Stags Share Stories Year Two!

The DiMenna-Nyselius Library and Office of Student Diversity & Multicultural Affairs organized the second annual event, Stags Share Stories: Conversations That Connect Us. It took place during campus First Gen Week programming, on November 8th at the Library, with an evening Zoom modality. 90 Stags attended and chose from a "catalog" of 13 different "Storytellers" to speak with. Storytellers were from both the North Benson and the new Bellarmine campus and included faculty, librarians, staff, undergraduate students, graduate students, and alumni.

View the list of in-person Storytellers here

View the list of virtual Storytellers here

What is Stags Share Stories? It's a conversation. "Storytellers" (students, faculty, staff, alumni, community) volunteer to share their personal experiences, identities, and perspectives on topics ranging from race, class, religion, mental health, disability, and so on. Attendees get to engage in a conversation with a Storyteller of their choice. They ask questions and are often prompted by the Storyteller to share their own viewpoints and experiences too.

Stags Share Stories transcends boundaries of a typical event, offering an opportunity to actively participate in the diverse narratives of our community. It is an inclusive celebration for Stags to connect with each other to promote a culture of understanding, empathy, and appreciation of our diverse community, where deep and challenging conversations are welcomed, respected, and valued.

Selected quotes shared after the event by the Storytellers:

  • "Sharing my story did make me feel more part of the larger community. The listeners were very respectful and attentive. They also shared their experiences."
  • "I feel like a different person after being able to talk about myself. It is not something I am used to but I am glad I got to do it. My most important take away is being empowered by feeling like I got peoples gears turning. I really tried to emphasize the idea of the students not allowing people to label them and place them into a box based on their outward demographics."
  • "I think that as I did more storytelling to each group, I was able to think deeply about why I acted the way I did during my struggles."
  • "I think my most important takeaway is that stereotypes show up in a ton of places and the best way to combat them is listening to other people's stories."

Selected quotes from some of the attendees:

  • "The conversation really helped in continuing to understand the challenges that other underrepresented groups face, and allowed me to see it from other perspective."
  • "I felt like it was truly a learning experience and I'm leaving with an open mind and open heart."
  • "The conversation allowed me to understand the privileges my identity offers me existing in this world.
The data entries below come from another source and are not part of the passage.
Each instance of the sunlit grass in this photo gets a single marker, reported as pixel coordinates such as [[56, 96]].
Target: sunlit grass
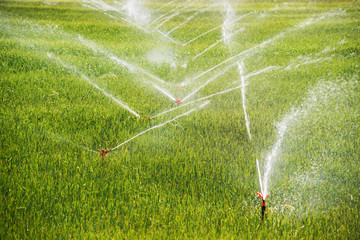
[[195, 177]]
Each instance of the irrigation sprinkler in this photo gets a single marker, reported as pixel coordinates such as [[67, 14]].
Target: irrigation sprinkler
[[147, 117], [263, 205], [178, 101], [103, 152]]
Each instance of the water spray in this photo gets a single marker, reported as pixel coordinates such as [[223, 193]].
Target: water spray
[[162, 124], [103, 152], [72, 68], [178, 101]]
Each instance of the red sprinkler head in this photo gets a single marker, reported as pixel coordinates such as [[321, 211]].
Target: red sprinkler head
[[147, 117], [261, 196], [103, 152], [178, 101]]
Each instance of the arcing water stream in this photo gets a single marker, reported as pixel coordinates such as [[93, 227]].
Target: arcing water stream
[[73, 69], [241, 73], [162, 124]]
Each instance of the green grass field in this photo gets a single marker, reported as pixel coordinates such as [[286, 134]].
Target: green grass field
[[67, 68]]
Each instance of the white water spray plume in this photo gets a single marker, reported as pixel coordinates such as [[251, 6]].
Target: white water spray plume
[[241, 73], [164, 92], [162, 124], [318, 95], [275, 150], [217, 42], [73, 69], [228, 25], [260, 180]]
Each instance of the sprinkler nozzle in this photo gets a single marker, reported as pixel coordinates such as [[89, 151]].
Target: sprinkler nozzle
[[103, 152], [147, 117]]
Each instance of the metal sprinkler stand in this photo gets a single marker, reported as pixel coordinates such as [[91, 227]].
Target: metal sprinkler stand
[[178, 101], [103, 152], [147, 117], [263, 205]]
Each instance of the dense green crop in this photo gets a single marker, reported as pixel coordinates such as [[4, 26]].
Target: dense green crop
[[64, 62]]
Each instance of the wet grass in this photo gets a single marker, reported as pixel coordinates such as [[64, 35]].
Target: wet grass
[[195, 177]]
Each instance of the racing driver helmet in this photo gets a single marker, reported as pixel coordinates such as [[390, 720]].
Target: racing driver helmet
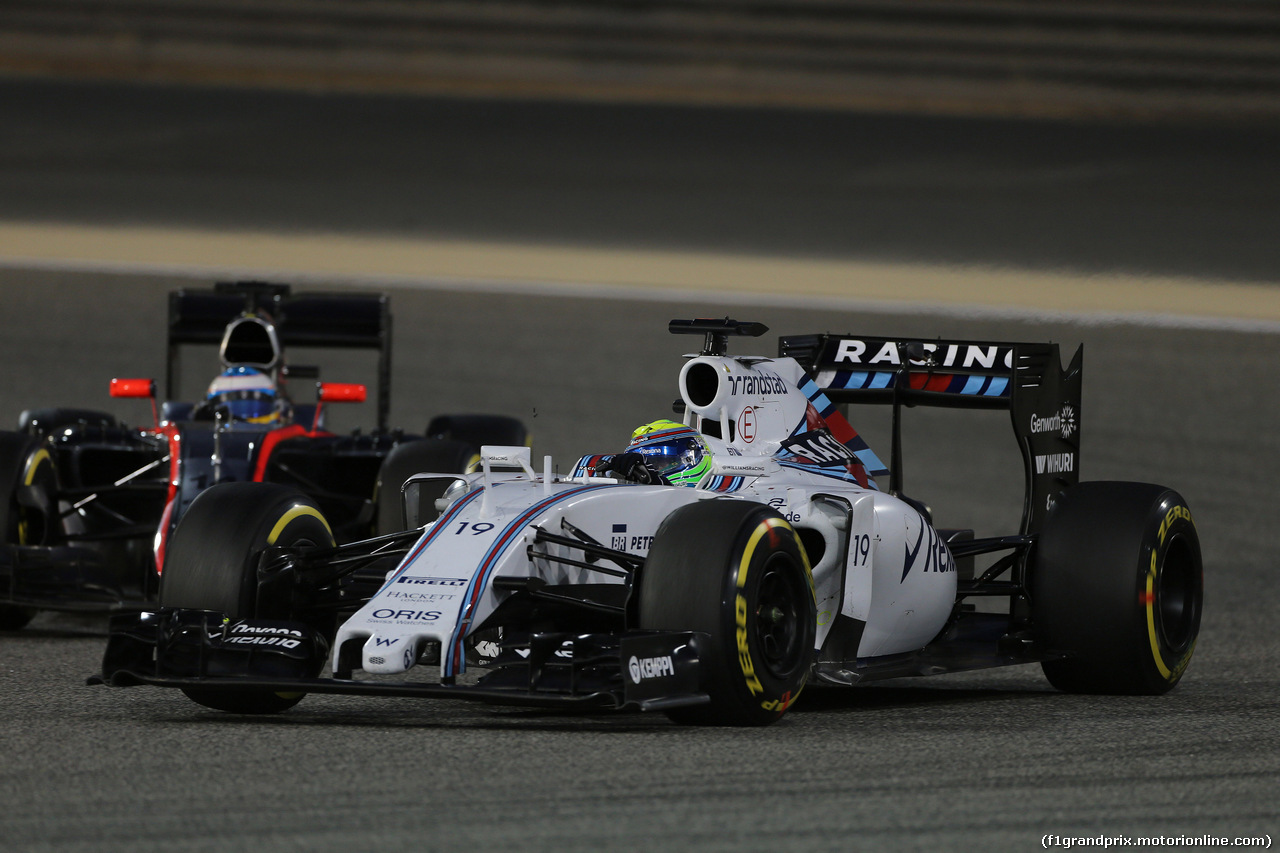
[[679, 452], [248, 395]]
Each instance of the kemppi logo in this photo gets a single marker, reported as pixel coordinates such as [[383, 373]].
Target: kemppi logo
[[649, 667]]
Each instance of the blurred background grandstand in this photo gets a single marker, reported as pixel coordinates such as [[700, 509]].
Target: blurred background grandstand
[[1164, 59]]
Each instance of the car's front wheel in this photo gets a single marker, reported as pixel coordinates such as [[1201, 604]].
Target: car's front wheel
[[736, 571], [211, 564]]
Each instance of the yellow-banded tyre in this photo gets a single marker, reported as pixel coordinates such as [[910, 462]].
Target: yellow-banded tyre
[[28, 511], [1118, 584], [211, 564], [735, 570]]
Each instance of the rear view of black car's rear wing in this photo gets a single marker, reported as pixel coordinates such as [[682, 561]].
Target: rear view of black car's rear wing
[[1025, 378], [330, 320]]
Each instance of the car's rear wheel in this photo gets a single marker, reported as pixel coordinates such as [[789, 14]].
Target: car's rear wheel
[[415, 457], [1118, 585], [28, 514], [736, 571], [211, 564]]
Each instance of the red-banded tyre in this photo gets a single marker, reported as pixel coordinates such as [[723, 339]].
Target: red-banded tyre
[[211, 564], [1118, 584], [28, 512], [735, 570]]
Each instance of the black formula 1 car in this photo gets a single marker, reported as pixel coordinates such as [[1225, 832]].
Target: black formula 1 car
[[708, 571], [87, 503]]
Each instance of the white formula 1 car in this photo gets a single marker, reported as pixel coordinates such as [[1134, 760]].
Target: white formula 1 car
[[711, 571]]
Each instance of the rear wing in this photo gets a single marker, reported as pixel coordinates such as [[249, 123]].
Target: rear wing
[[333, 320], [1028, 379]]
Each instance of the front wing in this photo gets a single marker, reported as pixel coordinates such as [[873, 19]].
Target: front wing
[[205, 649]]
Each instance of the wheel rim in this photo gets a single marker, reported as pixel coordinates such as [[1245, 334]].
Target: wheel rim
[[1178, 597], [778, 610]]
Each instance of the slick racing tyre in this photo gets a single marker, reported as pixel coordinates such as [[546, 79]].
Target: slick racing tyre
[[737, 571], [28, 514], [1118, 585], [211, 564], [415, 457]]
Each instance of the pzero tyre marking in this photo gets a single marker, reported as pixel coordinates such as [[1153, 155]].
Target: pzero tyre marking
[[288, 518]]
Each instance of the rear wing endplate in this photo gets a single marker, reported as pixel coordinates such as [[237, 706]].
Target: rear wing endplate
[[333, 320], [1028, 379]]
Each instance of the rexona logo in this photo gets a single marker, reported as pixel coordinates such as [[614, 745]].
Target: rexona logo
[[1055, 464], [650, 667], [1061, 423], [819, 446]]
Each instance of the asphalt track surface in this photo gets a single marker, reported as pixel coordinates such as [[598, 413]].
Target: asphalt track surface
[[992, 758]]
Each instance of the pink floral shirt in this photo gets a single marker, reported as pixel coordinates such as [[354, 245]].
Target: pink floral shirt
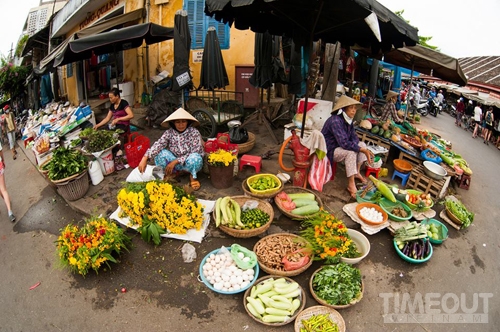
[[180, 144]]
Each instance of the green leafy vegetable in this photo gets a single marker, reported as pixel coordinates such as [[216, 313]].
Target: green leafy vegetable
[[338, 284]]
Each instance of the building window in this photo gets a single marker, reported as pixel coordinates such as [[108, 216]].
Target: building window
[[199, 24]]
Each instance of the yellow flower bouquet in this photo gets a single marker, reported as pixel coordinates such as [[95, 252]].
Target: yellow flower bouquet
[[328, 238], [221, 158], [91, 245], [159, 207]]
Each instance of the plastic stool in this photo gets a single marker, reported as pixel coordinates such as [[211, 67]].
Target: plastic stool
[[404, 177], [464, 181], [249, 160], [370, 170]]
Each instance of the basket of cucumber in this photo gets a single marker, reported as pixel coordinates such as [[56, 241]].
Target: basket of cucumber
[[298, 203], [282, 308], [254, 216]]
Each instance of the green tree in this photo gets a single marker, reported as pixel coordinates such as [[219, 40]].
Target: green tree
[[12, 79], [421, 40]]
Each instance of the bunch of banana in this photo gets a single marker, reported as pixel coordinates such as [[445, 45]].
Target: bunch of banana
[[228, 213]]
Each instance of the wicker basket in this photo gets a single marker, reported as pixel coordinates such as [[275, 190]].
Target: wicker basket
[[296, 190], [323, 302], [283, 273], [247, 191], [302, 298], [335, 316], [453, 217], [74, 188], [245, 233]]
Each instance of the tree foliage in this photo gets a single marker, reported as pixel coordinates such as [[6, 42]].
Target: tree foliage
[[12, 79], [421, 40]]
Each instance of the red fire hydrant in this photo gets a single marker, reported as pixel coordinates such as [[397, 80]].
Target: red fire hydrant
[[301, 161]]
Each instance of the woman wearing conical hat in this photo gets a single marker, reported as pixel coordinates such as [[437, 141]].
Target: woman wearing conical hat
[[343, 143], [180, 148]]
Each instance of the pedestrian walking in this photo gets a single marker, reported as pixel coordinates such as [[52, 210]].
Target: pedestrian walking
[[3, 187], [10, 129], [478, 114]]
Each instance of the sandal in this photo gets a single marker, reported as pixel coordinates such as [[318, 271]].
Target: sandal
[[195, 184]]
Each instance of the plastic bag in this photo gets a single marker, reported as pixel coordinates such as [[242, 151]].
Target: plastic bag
[[295, 260], [188, 253], [238, 135], [250, 205], [245, 259]]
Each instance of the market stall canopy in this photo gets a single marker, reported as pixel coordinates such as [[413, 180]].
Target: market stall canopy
[[62, 54], [427, 61], [119, 40], [330, 21]]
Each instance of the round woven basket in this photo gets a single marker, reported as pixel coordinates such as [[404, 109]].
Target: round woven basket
[[335, 306], [244, 233], [296, 190], [302, 298], [282, 238], [247, 191], [305, 314]]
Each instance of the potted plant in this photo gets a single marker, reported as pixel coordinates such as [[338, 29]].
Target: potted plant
[[67, 169], [221, 166]]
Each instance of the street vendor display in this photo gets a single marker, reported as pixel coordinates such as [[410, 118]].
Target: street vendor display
[[343, 143], [180, 148]]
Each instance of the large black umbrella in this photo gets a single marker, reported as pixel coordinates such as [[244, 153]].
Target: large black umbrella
[[262, 76], [213, 71], [308, 20], [182, 46]]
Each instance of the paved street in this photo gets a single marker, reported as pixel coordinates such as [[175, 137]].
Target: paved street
[[163, 293]]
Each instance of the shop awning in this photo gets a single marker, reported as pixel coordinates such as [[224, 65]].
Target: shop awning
[[62, 53]]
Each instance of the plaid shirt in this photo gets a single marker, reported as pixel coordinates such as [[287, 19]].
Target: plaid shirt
[[338, 133]]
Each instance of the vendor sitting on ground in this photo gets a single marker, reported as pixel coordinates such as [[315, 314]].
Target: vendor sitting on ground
[[179, 149], [120, 113], [343, 143], [389, 110]]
I found it easy to connect with the other identities I encountered today. My most important takeaway is the need for my participation in more events like this so I can better become an ally against the injustices in this world."
  • "It made realize we are more than our labels."
  • "I became even more aware of the aspects of my identity and background and experiences that have granted me privileges in life. One of the most important takeaways is that I should interact with people I am unfamiliar with more frequently."
  • "It showed me that although we do not talk about these issues much, racism sexism and homophobia are issues in our society. I found it easier to connect after hearing the speakers story. My most important takeaway was to stand up for what I feel is right and to protect individuals around me."
  • "It made me understand who I am and who I want to be."
  • "It made me more self aware of myself and my actions. Yes it made me feel like it is much easier to connect with people. The most important takeaway is that I realized that I'm not alone and other people struggle at times too."
  • "The conversation influenced my own perception of my social identity specifically at Fairfield and as a college student because it caused me to think more about my identity. I do not often spend time reflecting on my own identity in this way."
  • "[It's] important to listen to others - we all have something to share, and we might find something in common if we listen."

Stags Share Stories is organized by the DiMenna-Nyselius Library and Office of Student Diversity & Multicultural Affairs with committee representation from: Campus Ministry, Center for Social Impact; Counseling & Psychological Services, Murphy Center for Ignatian Spirituality, Office of Student Engagement, Residence Life, and faculty from Dolan School of Business and College of Arts & Sciences. Stags Share Stories is inspired by our prior Human Library events (held annually from 2016-2021) and our shared values as a Jesuit Catholic institution which includes a commitment to encounter and dialogue as well as journeying together into a hope-filled future.